Wednesday evening May 22: Comal County Commissioner Pct. 4 Jen Crownover announced on her Facebook page Wednesday night that the U.S. Army Corps of Engineers and Guadalupe-Blanco River Authoritiy will start reducing river flows on Thursday and continue reductions on Friday “to a near perfect rereational level for the weekend. If you haven’t made plans to go tubing, you should!“
Canyon Lake businesses and potentially thousands of visitors are waiting with bated breath to see if U.S. Army Corps of Engineers (USACE) and/or Guadalupe-Blanco River Authority (GBRA) plan to do something about the high release rates from Canyon Dam, which make tubing on the Guadalupe River virtually impossible over the Memorial Day weekend.
As of 4:15 p.m. on Wednesday, flows on the Guadalupe River at Sattler were 1,730 cfs. This morning, the rate was 1,670 cfs. Tubing is not recommended between 1,000 – 3,000 cfs.
Spokespersons with Guadalupe-Blanco River Authority (GBRA), U.S. Army Corps of Engineers (USACE), and Water Oriented Recreation District of Comal County (WORDCC) say an announcement could be made soon.
“This is a coordination between GBRA and our Water Management Section,” explained Javier Perez Ortiz, Canyon Lake park manager, who works for USACE. “Our Water Management Section professional staff take into consideration many factors addressed in our water management plan. Ultimately they recommend the appropriate water discharges. We will keep the public informed about the status of Canyon Lake water releases.”
Canyon Lake is currently one foot about “flood pool” at 909.98 feet.
Clayton Church, Public Affairs specialist with USACE’s Fort Worth District, which oversees Canyon Lake, said the Corps operates Canyon Lake within the parameters of the water-control manual.
“Current elevation is 910 with a release of 1,582 to evacuate water from the flood pool and regain capacity,” he wrote in an email to MyCanyonLake.com. He said an announcement will probably come from GBRA or WORD.
According to WORD’s website, USACE controls the outflow of Canyon Lake when the reservoir exceeds 909 feet. Changes to releases depend on the response to rainfall and other factors.
What Determines the Minimum Flow on the Guadalupe?
While flow rates may seem a mystery to many, they’re actually spelled out on WORD’s website.
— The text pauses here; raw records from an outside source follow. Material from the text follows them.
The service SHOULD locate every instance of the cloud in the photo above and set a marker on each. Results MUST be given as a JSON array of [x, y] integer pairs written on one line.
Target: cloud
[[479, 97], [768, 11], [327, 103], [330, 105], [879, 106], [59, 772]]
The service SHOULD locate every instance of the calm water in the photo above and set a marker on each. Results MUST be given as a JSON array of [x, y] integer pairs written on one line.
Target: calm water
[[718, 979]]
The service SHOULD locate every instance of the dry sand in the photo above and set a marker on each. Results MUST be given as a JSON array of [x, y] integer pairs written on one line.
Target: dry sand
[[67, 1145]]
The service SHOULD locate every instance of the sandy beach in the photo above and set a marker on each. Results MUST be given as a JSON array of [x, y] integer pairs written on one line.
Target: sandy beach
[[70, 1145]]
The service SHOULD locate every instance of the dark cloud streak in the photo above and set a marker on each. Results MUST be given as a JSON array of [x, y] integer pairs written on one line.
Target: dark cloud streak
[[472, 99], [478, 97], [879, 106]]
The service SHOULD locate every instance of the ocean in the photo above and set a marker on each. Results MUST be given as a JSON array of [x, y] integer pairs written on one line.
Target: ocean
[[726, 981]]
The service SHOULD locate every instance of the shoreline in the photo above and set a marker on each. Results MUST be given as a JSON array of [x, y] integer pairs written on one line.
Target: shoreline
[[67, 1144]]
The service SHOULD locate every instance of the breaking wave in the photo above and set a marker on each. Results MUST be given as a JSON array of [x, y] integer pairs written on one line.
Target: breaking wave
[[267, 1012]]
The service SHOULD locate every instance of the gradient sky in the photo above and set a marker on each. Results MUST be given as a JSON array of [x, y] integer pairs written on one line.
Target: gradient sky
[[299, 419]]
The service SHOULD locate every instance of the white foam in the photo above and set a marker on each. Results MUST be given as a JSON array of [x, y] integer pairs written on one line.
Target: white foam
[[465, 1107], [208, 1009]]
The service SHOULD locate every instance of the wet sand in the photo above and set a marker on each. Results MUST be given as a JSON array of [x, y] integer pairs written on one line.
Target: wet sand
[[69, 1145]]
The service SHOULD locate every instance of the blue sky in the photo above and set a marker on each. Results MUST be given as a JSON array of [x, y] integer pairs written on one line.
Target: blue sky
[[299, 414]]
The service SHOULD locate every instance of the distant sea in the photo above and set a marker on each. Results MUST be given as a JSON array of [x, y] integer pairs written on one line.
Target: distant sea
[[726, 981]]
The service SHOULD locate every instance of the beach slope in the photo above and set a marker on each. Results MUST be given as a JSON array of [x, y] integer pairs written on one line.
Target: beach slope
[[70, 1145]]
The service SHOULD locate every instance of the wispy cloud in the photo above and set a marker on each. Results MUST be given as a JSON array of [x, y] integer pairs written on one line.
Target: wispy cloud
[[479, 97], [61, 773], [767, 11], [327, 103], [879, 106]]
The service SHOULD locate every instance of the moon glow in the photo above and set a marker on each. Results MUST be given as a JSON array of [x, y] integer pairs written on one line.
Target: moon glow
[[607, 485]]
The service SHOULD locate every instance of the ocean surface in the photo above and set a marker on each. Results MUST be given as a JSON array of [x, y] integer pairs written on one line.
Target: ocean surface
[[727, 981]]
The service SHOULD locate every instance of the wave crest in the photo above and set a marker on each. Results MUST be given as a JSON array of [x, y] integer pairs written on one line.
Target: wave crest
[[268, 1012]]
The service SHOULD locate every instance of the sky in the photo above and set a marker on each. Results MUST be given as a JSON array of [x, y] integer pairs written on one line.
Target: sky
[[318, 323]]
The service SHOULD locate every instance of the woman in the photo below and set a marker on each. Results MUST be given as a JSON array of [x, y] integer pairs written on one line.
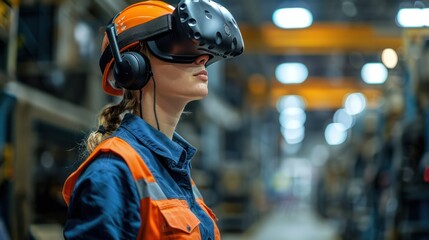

Click here for more information.
- When Canyon Reservoir is below 909 msl (feet), GBRA releases flows according to senior downstream-water-rights holders only.
- When Canyon Reservoir exceeds 909 msl (feet), the lake is considered a flood-control reservoir with a holding capacity designed to catch flood waters before they do damages downstream. This means lake levels will fluctuate year round.
- When Canyon Reservoir is at 909 msl (feet) GBRA typically matches the inflow to Canyon Lake. Factors affecting this are GBRA’s contract with Guadalupe River Trout Unlimited; Federal Energy Regulatory Commission’s (FERC) requirement governing the GBRA-operated hydro-electric plant at the base of Canyon Dam; TCEQ’s mandated minimum flows, which are contingent on the ‘Base Storage Level’ of Canyon Reservoir; GBRA-Comal County contract for recreational flow; and Texas water law requirements.